Performance of Frequently Used Interpolation Methods to Predict Spatial Distribution of Selected Soil Properties in an Agricultural Watershed in Ethiopia

Abstract

A soil map of a watershed provides a wealth of knowledge and can be vital for implementing site-specific soil managements. Hence, watershed-based soil assessment was conducted to select an optimum spatial interpolation method, while aiming for sustainable soil managements. Intensive soil sampling was undertaken to investigate the performance of ordinary kriging (OK), inverse distance weighting (IDW), and radial basis functions (RBF) for predicting the spatial distribution of soil texture, pH, soil organic carbon (SOC), and available phosphorus (AP). The 72 ha study area was divided into a 100 x 100 m grid and approximately at the center of each grid, topsoil samples (roughly from 10-25cm depth) were collected from over 75 locations across the entire watershed.
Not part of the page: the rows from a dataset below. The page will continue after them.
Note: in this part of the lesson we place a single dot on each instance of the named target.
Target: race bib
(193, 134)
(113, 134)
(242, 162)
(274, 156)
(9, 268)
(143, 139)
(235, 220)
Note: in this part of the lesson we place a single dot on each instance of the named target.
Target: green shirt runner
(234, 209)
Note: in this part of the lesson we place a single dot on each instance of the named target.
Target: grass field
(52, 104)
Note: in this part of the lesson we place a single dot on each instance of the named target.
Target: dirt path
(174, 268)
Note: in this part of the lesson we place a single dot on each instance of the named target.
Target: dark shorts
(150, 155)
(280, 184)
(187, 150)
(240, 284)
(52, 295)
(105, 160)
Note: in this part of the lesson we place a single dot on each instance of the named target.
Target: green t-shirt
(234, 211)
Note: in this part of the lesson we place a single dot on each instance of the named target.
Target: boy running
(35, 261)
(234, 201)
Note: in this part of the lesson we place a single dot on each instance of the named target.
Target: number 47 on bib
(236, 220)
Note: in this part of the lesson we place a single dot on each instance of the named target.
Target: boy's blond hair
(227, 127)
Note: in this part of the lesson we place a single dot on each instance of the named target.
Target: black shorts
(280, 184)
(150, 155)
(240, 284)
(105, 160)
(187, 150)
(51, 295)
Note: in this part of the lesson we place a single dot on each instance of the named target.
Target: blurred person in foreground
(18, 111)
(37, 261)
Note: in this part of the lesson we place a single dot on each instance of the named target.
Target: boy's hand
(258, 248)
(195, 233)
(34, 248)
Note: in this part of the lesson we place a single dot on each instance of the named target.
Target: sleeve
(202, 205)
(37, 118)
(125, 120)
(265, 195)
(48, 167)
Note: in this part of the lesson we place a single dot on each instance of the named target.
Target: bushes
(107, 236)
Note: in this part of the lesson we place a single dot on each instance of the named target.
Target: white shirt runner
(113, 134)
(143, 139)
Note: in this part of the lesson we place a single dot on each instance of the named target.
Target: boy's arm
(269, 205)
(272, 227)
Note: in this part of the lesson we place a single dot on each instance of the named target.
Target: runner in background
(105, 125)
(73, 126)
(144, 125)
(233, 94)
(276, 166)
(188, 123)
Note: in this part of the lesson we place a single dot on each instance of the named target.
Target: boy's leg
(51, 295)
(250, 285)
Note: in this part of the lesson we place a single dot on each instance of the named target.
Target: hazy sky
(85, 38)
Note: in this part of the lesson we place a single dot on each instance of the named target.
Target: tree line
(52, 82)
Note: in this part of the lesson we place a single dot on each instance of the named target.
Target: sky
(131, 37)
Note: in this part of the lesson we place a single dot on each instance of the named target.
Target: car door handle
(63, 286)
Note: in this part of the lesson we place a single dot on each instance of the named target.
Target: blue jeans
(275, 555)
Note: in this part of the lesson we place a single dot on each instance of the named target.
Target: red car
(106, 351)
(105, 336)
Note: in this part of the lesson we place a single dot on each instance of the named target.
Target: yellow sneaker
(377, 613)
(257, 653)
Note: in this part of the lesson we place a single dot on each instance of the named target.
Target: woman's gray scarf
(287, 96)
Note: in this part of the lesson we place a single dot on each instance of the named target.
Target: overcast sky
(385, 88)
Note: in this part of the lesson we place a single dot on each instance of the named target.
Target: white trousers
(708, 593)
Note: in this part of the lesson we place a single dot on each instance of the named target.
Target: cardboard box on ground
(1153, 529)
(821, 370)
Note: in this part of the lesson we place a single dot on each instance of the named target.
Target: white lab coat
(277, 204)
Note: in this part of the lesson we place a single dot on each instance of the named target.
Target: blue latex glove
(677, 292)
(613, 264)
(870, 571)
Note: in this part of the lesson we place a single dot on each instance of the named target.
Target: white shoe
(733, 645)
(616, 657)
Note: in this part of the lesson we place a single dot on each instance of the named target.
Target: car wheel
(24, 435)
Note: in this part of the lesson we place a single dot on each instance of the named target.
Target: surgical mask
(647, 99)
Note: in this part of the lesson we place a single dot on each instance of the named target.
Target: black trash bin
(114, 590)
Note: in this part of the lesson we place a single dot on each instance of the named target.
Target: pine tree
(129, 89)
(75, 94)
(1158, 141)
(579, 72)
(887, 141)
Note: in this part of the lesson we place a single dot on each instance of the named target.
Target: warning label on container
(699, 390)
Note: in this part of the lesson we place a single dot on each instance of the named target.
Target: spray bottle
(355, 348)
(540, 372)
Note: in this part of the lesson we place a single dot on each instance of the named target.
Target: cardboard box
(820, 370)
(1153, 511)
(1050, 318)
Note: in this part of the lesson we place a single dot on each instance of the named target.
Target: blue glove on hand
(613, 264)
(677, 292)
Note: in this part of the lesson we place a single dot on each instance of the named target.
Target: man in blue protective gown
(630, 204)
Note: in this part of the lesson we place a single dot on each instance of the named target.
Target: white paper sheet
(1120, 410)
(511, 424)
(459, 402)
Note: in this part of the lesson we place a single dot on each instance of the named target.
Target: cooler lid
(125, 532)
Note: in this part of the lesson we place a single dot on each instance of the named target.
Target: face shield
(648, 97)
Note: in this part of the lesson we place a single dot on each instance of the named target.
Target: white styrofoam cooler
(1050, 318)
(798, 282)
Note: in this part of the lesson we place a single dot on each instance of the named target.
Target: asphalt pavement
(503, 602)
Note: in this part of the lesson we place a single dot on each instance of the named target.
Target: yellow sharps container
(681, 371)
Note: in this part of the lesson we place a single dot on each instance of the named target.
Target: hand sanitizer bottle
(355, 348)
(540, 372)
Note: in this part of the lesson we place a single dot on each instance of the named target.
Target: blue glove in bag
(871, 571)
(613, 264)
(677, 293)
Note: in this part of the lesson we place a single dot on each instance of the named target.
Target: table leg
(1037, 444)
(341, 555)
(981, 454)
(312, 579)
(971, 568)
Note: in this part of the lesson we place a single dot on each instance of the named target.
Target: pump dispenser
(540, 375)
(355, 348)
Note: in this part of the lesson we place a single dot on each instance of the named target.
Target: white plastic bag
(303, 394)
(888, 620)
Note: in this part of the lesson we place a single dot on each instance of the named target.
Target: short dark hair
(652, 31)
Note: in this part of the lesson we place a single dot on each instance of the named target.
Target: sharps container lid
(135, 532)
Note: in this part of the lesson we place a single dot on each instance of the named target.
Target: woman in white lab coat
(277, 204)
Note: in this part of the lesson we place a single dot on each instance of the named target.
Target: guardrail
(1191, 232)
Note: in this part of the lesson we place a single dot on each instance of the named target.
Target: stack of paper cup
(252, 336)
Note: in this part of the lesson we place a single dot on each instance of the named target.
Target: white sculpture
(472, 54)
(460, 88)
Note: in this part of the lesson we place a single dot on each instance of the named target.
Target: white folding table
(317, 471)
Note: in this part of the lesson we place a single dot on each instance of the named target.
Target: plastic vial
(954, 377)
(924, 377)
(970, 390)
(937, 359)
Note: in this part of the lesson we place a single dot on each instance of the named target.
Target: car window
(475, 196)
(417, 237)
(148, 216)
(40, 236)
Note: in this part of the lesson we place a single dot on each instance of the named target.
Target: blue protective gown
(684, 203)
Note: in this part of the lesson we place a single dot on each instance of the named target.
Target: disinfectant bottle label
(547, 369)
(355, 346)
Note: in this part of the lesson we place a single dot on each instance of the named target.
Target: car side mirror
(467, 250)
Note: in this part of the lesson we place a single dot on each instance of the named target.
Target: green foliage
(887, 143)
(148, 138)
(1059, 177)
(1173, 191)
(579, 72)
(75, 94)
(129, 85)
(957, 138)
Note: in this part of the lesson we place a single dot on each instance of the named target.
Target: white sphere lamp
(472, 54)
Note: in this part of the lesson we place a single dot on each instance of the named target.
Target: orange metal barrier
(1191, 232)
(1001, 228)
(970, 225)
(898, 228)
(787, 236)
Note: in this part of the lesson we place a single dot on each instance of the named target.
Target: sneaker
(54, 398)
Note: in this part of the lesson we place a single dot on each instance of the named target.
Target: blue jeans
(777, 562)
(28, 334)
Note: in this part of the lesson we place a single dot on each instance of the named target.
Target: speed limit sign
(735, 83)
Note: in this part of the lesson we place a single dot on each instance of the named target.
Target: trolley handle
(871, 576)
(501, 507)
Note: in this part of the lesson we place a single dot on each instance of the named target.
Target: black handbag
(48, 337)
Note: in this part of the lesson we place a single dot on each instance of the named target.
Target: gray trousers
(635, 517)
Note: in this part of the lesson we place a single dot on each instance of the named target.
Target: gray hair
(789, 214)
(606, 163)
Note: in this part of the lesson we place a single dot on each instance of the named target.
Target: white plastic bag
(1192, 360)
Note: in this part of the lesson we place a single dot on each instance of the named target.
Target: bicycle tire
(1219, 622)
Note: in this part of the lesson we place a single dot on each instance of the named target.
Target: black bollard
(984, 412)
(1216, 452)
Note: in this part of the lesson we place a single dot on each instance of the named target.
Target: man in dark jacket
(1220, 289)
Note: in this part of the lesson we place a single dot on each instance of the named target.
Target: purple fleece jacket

The exponential and Gaussian models were best fitted in the semivariogram of measured soil. The performance of each interpolation method was assessed quantitatively in terms of Nash-Sutcliffe efficiency (E), coefficient of determination (R2), and index of agreement (d). The interpolated maps generated based on the highest value of E displayed OK was best performed for SOC and sand. RBF was most suitable for mapping of AP and clay, while IDW gave better results when applied to pH. The highest value of R2, E, and d (0.51, 0.51, and 0.83, respectively) resulted from the spatial interpolation of AP. Overall, the cross-validation statistics for each interpolation method showed there was no single method that significantly outperformed the others. Therefore, one of the interpolation methods could be applied for surface map generation in future studies of similar regions.